Замуж пора ей — вот что! — почти про себя прибавила Татьяна
Марковна. — Я спрашивала доктора, тот всё на нервы: дались им
эти нервы — и что это за нервы такие? Бывало и доктора никаких
нерв не знали. Поясница — так и говорили, что поясница болит или
под ложечкой: от этого и лечили. А теперь всё пошли нервы! Вон,
бывало, кто с ума сойдет: спятил, говорят, сердечный — с горя,
что ли, или из ума выжил, или спился, а нынче говорят: мозги
как-то размягчились...
— Не влюблена ли? — вполголоса сказал Райский — и раскаялся:
хотелось бы назад взять слово, да поздно.
В бабушку точно камнем попало.
— Господи спаси и помилуй! — произнесла она, перекрестившись,
точно молния блеснула перед ней, — этого горя только
недоставало!
— Вот нашли горе: ей счастье, а вам горе!
— Не шути этим, Борюшка: сам сказал сейчас, что она не Марфинька!
Пока Вера капризничает без причины, молчит, мечтает одна — Бог с
ней! А как эта змея, любовь, заберется в нее, тогда с ней не
сладишь! Этого «рожна» я и тебе, не только девочкам моим, не
пожелаю. Да ты это с чего взял: говорил, что ли, с ней, заметил
что-нибудь? Ты скажи мне, родной, всю правду! — умоляющим
голосом прибавила она, положив ему на плечо руку.
— Ничего, бабушка, Бог с вами, успокойтесь: я так, просто
«брякнул», как вы говорите, а вы уж и встревожились, как давеча
о ключах...
— Да, «ключи», — вдруг ухватилась за слово бабушка и даже
изменилась в лице, — эта аллегория — что она значит? Ты
проговорился про какой-то ключ от сердца:
что это такое, Борис Павлыч, — ты не мути моего покоя, скажи,
как на духу, если знаешь что-нибудь?
Райскому досадно стало на себя, и он всеми силами старался
успокоить бабушку и отчасти успел.
— Я заметил то же, что и вы, — говорил он, — не больше. Ну
скажет ли она мне, если от всех вас таится? Я даже, видите, не
знал, куда она ездит, что это за попадья такая — спрашивал,
спрашивал — ни слова! Вы же мне рассказали.

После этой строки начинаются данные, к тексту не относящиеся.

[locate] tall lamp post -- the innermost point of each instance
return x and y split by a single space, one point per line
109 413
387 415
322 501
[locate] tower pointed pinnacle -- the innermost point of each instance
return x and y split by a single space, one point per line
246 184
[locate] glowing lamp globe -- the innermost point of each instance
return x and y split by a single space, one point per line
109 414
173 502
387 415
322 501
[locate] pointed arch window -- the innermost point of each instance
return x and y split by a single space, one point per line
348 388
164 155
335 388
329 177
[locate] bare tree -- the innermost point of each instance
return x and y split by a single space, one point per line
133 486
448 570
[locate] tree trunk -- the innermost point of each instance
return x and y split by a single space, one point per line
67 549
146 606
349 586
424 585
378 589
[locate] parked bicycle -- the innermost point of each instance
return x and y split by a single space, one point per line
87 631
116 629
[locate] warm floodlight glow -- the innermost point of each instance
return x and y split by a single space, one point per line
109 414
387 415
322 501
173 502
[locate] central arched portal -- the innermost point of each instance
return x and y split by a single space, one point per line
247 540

— Да, да, не скажет, это правда — от нее не добьешься! —
прибавила успокоенная бабушка, — не скажет! Вот та шептунья,
попадья, всё знает, что у ней на уме: да и та скорей умрет, а не
скажет ее секретов. Свои сейчас разроняет, только подбирай, а ее
— Боже сохрани!
Оба замолчали.
— Да и в кого бы тут влюбиться? — рассуждала бабушка, — не в
кого.
— Не в кого? — живо спросил Райский. — Никого нет такого?..
Татьяна Марковна покачала головой.
— Разве лесничий... — сказала она задумчиво, — хороший человек!
Он, кажется, не прочь, я замечаю... Славная бы партия Вере...
да...
— Да что?
— Да она-то мудреная такая — Бог знает — как приступиться к ней,
как посвататься! А славный, солидный и богатый: одного леса
будет тысяч...
— Лесничий! — повторил Райский, — какой лесничий? Что он за
человек? молодой, образованный, замечательный?..
Вошла Василиса и доложила, что Полина Карповна приехала и
спрашивает, расположен ли Борис Павлович рисовать ее портрет.
— И поговорить не даст — принесла нелегкая! — ворчала бабушка. —
Проси, да завтрак чтоб был готов.
— Откажите, бабушка, зачем? Потрудитесь, Василиса, сказать, что
я до приезда Веры Васильевны портрета писать не стану.
Василиса пошла и воротилась.
— Требует вас туда: нейдет из коляски, — сказала она.